Created 04-24-2017 03:44 PM
When I have seen this error, it was caused by a corrupt flow file repository file, but that was caused by filling the partition to 100%. Or, the zookeeper servers running embedded in NiFi and the systems were unable to respond within the timeout period.
As a test/workaround, try dropping the node out of the cluster and see if it can run standalone. If that does not work, stop NiFi, move the current data in the flow file, content and provenance repositories and restart NiFi, it then should join back into the cluster.
Created 04-24-2017 02:53 PM
Check all of your NiFi repositories and make sure none of your disk partitions are at 100%.
Are you zookeepers running embedded?
Created 04-24-2017 02:58 PM
@Wynner, for this cluster I do not use embedded zookeeper as we have our own zookeeper cluster and that one is the one that is used to manage the NiFi cluster. However I checked zookeeper and everything seems fine on it. I will check the NiFi repositories and the space on the disk partitions.
Created 04-24-2017 03:20 PM
@Wynner, all of the disk partitions are in less than 10% use and I just tested disconnecting and connecting the other nodes which use the exact same zookeeper connection string as the node that is giving problems and they rejoin the cluster with no issues or errors. Could something have caused a file to get corrupted on this node and make it be causing the error?
Created 04-24-2017 03:44 PM
When I have seen this error, it was caused by a corrupt flow file repository file, but that was caused by filling the partition to 100%. Or, the zookeeper servers running embedded in NiFi and the systems were unable to respond within the timeout period.
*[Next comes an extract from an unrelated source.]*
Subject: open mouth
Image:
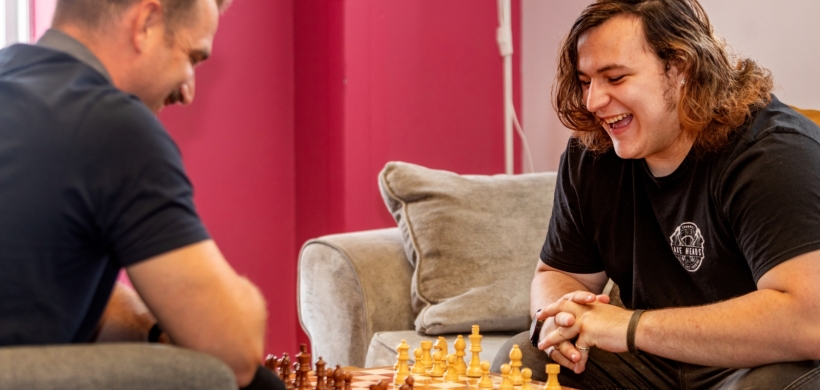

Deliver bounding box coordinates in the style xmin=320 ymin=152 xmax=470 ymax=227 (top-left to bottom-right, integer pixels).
xmin=604 ymin=114 xmax=632 ymax=130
As a test/workaround, try dropping the node out of the cluster and see if it can run standalone. If that does not work, stop NiFi, move the current data in the flow file, content and provenance repositories and restart NiFi, it then should join back into the cluster.
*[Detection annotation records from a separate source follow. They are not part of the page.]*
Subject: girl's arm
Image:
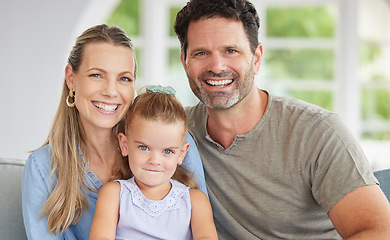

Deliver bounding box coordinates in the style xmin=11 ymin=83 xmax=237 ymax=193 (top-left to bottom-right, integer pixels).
xmin=89 ymin=182 xmax=121 ymax=240
xmin=183 ymin=132 xmax=208 ymax=195
xmin=190 ymin=189 xmax=218 ymax=240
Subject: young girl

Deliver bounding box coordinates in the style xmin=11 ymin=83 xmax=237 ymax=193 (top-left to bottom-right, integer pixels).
xmin=90 ymin=86 xmax=218 ymax=240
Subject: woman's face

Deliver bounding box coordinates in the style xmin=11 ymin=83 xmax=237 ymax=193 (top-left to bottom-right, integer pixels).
xmin=65 ymin=43 xmax=135 ymax=132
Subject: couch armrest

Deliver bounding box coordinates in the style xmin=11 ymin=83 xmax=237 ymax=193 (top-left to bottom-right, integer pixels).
xmin=0 ymin=158 xmax=27 ymax=240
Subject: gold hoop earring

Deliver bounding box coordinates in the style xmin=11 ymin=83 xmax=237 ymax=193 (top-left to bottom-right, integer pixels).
xmin=66 ymin=89 xmax=75 ymax=108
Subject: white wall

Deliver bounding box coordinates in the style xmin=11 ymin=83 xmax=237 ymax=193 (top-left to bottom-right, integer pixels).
xmin=0 ymin=0 xmax=117 ymax=159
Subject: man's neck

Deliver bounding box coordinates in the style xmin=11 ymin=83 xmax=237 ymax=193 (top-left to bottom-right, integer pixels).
xmin=207 ymin=88 xmax=268 ymax=149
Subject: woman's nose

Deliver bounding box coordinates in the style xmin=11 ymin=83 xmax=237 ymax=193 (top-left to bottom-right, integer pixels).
xmin=103 ymin=79 xmax=118 ymax=97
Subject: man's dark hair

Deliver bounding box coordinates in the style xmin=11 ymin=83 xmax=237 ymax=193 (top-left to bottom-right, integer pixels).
xmin=173 ymin=0 xmax=260 ymax=58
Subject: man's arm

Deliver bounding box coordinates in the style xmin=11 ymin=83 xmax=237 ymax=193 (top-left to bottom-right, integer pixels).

Created 04-24-2017 08:50 PM
@Wynner, I was able to rejoin the cluster by moving the data in the repositories and restarting the node like you said. Thanks for the help!
Created 10-27-2017 05:12 AM
Hi,
Have you solved this problem? I have met the same problem.
Created 10-27-2017 11:47 AM
Hi @Xu Zhe
As mentioned in the comments by Wynner, the solution I used was to clean up the NiFi repositories and restart the cluster nodes at the same time.
Created 10-30-2017 05:12 AM
Thanks.Are your cluster stable?
Created 10-30-2017 06:36 PM
@Xu Zhe, yes the cluster is fully stable now.